The coating compositions of the present invention can be formulated such that properties of the coating are balanced to meet the need for dissipation of kinetic energy and vibrational energy associated with particle impact and cavitation in order to protect the substrate and the need for resistance of the coating to erosion. The coatings are resistant to degradation by environmental factors such as water, elevated temperature, and sunlight.

The coatings are suitable for a wide range of uses, of which only a few examples are presented here. The coatings are useful in protecting parts of machines or structures which are exposed to particle impact or cavitation. For example, the coatings are useful for protecting pipes, ducts, or intake manifolds through which a fluid, that is, a gas, e.g., air, or a liquid, e.g., water, passes. For example, the coatings are useful in protecting the air intake ducts or manifolds of combustion engines used in environments were the air is heavily laden with dust or sand, e.g., engines used in mining operations. The coatings may also be useful in protecting the air intake ducts or manifolds of piston or jet aircraft engines.
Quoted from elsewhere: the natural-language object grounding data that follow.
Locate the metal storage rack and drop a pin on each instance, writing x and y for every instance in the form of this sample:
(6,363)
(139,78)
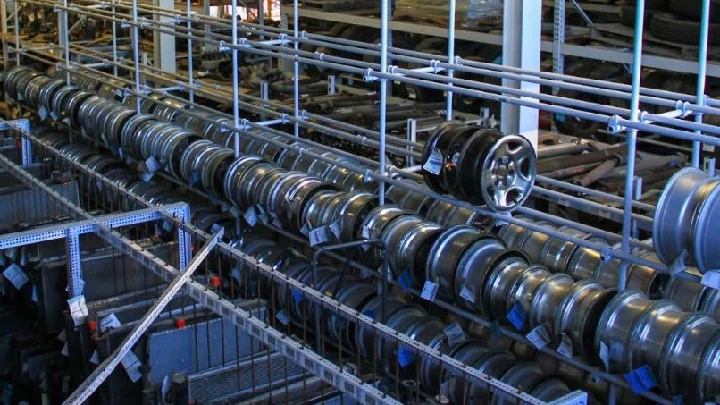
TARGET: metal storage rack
(284,44)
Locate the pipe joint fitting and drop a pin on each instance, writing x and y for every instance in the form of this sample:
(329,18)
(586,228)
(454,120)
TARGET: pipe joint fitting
(435,64)
(369,75)
(614,124)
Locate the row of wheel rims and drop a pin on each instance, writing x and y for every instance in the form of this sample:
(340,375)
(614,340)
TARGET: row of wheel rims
(531,296)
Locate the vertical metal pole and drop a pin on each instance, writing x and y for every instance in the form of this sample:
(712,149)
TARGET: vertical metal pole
(261,15)
(136,53)
(164,51)
(411,133)
(264,96)
(3,29)
(296,68)
(451,55)
(632,140)
(16,24)
(114,39)
(637,196)
(559,39)
(64,38)
(702,72)
(236,112)
(521,48)
(191,83)
(384,24)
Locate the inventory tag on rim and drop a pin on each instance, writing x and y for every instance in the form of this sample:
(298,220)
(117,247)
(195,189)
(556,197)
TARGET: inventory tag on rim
(712,279)
(429,291)
(109,322)
(405,357)
(565,346)
(516,316)
(282,317)
(78,309)
(434,162)
(16,276)
(454,333)
(319,235)
(132,366)
(538,337)
(251,216)
(467,294)
(641,379)
(604,354)
(95,359)
(405,280)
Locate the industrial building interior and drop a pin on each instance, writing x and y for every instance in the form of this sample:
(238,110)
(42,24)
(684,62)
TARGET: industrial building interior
(355,201)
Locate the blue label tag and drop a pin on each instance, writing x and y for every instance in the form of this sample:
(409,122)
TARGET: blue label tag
(405,280)
(494,329)
(297,295)
(405,357)
(641,379)
(516,316)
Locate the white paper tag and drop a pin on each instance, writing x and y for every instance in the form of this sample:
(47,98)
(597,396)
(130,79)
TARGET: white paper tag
(604,354)
(366,232)
(132,366)
(319,235)
(95,359)
(236,274)
(454,334)
(467,294)
(565,346)
(78,309)
(336,228)
(152,164)
(712,279)
(167,384)
(538,337)
(15,275)
(251,216)
(434,162)
(109,322)
(282,317)
(429,291)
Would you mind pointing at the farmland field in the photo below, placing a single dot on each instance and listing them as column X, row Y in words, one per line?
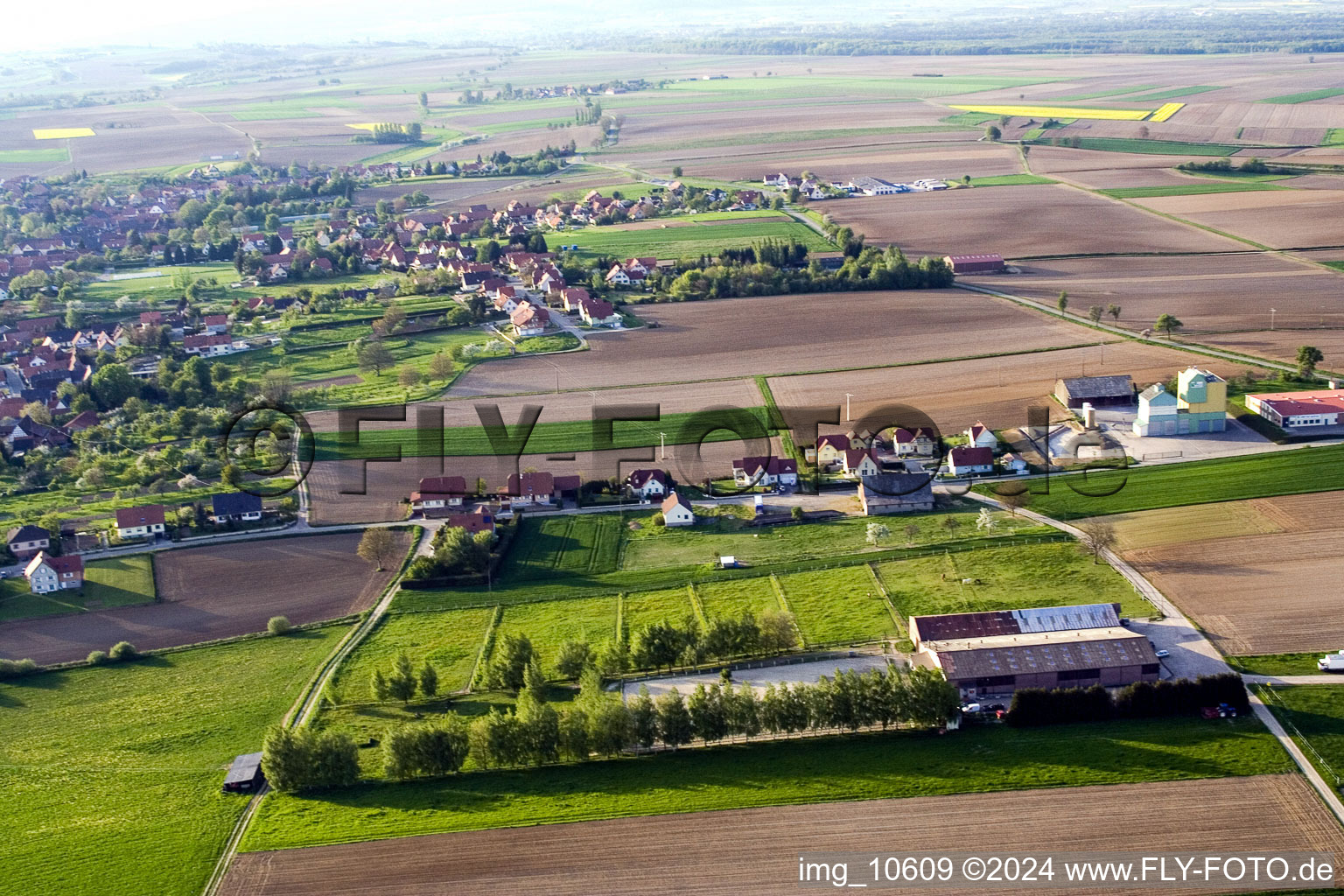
column 695, row 853
column 1258, row 592
column 781, row 773
column 837, row 606
column 308, row 579
column 1000, row 220
column 117, row 770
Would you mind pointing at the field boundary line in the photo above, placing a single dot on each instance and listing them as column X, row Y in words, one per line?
column 886, row 599
column 697, row 606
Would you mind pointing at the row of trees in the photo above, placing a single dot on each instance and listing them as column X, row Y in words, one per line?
column 1140, row 700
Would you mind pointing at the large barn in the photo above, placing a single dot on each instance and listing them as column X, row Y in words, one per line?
column 1098, row 391
column 990, row 654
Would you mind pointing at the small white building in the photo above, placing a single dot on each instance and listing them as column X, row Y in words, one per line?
column 676, row 511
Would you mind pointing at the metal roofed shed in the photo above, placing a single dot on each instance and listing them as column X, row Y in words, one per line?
column 245, row 774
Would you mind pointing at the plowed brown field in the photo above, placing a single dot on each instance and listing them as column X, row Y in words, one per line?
column 754, row 852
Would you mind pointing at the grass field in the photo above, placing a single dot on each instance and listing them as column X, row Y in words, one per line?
column 1306, row 95
column 449, row 640
column 1294, row 472
column 654, row 547
column 837, row 606
column 1188, row 190
column 1060, row 112
column 874, row 766
column 117, row 770
column 682, row 240
column 1031, row 575
column 60, row 133
column 22, row 156
column 1152, row 147
column 550, row 625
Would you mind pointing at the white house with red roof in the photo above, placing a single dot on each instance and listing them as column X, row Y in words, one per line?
column 46, row 572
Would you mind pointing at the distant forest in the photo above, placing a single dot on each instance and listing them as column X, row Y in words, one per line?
column 1150, row 32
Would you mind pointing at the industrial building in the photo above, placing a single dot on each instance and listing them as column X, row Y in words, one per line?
column 993, row 653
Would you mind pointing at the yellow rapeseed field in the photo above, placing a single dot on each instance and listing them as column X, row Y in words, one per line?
column 1167, row 112
column 60, row 133
column 1060, row 112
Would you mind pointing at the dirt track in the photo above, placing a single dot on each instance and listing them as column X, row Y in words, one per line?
column 756, row 850
column 215, row 592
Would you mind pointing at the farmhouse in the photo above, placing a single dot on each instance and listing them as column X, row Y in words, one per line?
column 27, row 540
column 46, row 572
column 984, row 263
column 1292, row 410
column 967, row 459
column 437, row 494
column 648, row 484
column 895, row 494
column 142, row 522
column 1199, row 406
column 995, row 653
column 765, row 471
column 676, row 511
column 235, row 507
column 245, row 775
column 1100, row 391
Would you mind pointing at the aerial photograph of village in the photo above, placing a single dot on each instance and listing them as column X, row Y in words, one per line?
column 621, row 452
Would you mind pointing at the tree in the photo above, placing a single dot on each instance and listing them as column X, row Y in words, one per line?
column 378, row 546
column 429, row 680
column 401, row 684
column 1308, row 356
column 409, row 376
column 1097, row 536
column 373, row 356
column 1167, row 323
column 877, row 534
column 573, row 657
column 440, row 366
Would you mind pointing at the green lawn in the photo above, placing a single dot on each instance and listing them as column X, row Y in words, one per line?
column 1256, row 476
column 656, row 547
column 1306, row 95
column 842, row 605
column 113, row 774
column 1188, row 190
column 551, row 624
column 683, row 240
column 730, row 599
column 1277, row 664
column 1030, row 575
column 642, row 609
column 449, row 640
column 878, row 766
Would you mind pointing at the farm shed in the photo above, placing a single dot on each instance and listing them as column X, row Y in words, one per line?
column 1101, row 391
column 895, row 494
column 983, row 263
column 995, row 653
column 245, row 775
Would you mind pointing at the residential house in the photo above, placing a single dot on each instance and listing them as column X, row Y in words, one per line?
column 27, row 540
column 46, row 572
column 967, row 459
column 140, row 522
column 235, row 507
column 677, row 511
column 765, row 471
column 648, row 484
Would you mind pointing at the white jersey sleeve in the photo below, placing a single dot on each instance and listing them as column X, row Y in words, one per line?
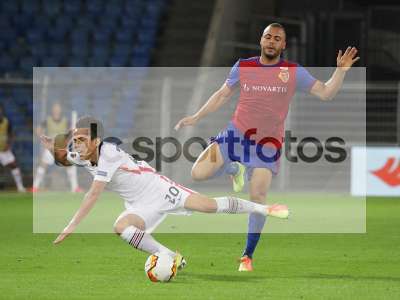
column 110, row 159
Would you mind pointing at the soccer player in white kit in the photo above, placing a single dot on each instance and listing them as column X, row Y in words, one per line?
column 149, row 197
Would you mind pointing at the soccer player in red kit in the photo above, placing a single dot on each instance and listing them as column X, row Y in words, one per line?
column 251, row 143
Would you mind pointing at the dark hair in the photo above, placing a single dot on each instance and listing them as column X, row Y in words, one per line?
column 95, row 126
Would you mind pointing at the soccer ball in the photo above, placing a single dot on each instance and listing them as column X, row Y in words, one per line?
column 160, row 267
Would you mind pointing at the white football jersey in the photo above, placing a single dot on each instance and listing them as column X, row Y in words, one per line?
column 130, row 178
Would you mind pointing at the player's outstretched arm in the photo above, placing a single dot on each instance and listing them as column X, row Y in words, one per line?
column 219, row 98
column 57, row 147
column 87, row 204
column 328, row 90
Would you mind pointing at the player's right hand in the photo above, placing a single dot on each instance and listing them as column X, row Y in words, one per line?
column 47, row 142
column 186, row 121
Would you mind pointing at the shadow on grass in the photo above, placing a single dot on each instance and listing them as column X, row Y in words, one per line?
column 344, row 277
column 241, row 277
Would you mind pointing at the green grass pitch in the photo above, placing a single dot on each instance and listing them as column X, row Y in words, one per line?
column 287, row 266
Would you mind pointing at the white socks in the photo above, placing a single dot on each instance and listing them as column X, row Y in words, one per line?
column 16, row 173
column 73, row 177
column 141, row 240
column 232, row 205
column 39, row 177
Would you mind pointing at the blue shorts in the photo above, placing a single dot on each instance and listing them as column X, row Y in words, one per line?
column 235, row 146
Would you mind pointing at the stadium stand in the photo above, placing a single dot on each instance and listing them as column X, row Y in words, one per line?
column 71, row 33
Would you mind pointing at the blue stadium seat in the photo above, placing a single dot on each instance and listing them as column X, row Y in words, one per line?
column 64, row 21
column 51, row 7
column 9, row 35
column 80, row 50
column 146, row 38
column 3, row 46
column 87, row 23
column 35, row 35
column 94, row 6
column 31, row 7
column 122, row 50
column 154, row 8
column 76, row 61
column 22, row 22
column 39, row 50
column 140, row 61
column 50, row 62
column 141, row 50
column 58, row 50
column 113, row 9
column 56, row 34
column 26, row 64
column 118, row 61
column 129, row 22
column 9, row 7
column 133, row 8
column 102, row 36
column 5, row 21
column 42, row 23
column 98, row 61
column 101, row 51
column 124, row 36
column 108, row 22
column 79, row 36
column 72, row 7
column 7, row 64
column 148, row 22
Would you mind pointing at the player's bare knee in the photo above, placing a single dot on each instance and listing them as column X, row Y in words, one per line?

The coatings are useful in protecting rotational units, such as rotational units which are used in a fluid, that is, a gas, e.g., air, or a liquid, e.g., water, medium. Such rotational units may convert the kinetic energy of the surrounding medium to rotational energy, or may convert rotational energy, i.e., the rotational unit is driven to rotate, to kinetic energy of the surrounding medium, e.g., the rotational unit propels the medium.

An example of a use is protecting turbines with the coating. For example, the water passing through hydroelectric turbines may contain a high concentration of small particles such as silt which impact various parts of the turbine, including turbine blades. Particle impact and cavitation can erode the material of which the turbine is formed. The silicone coatings of the invention protect a substrate, such as turbine blades or other turbine parts, from erosion by particle impact and cavitation. Another example of a use of the coating is in protecting fluid impellers, such as marine propellers, e.g., propellers for marine vehicles, from erosion caused by particle impact and by cavitation. The coatings are essentially unaffected by water, rendering them suitable for applications such as hydroelectric turbines and marine propellers.

Another example of a use is protecting helicopter rotors with the coating. Helicopter rotors may be impacted by large numbers of particles during operation.

The particle impact rate may be especially high during take-off and landing and may be especially high during operation in arid or desert environments. Helicopter rotors are impacted by water particles during operation in rain, fog, snow, hail, or other inclement weather. Impact by dust, sand, water and other particles can erode the material of which helicopter rotors are formed. As discussed above, the silicone coatings of the invention protect a substrate from erosion by particle impact and cavitation. The coatings exhibit good resistance to degradation by sunlight and water and therefore are suitable for coating helicopter rotors, on which the coating is exposed to the elements for extended periods of time. The silicone coatings are also resistant to degradation by elevated temperature; such elevated temperature could be reached, for example, during extended exposure to sunlight in equatorial regions. The silicone coatings could also be used in protecting other devices which induce air flow, including aircraft propellers and turbojet fans. Another use of the coatings is in protecting devices which convert air flow to rotational energy, for example, windmills.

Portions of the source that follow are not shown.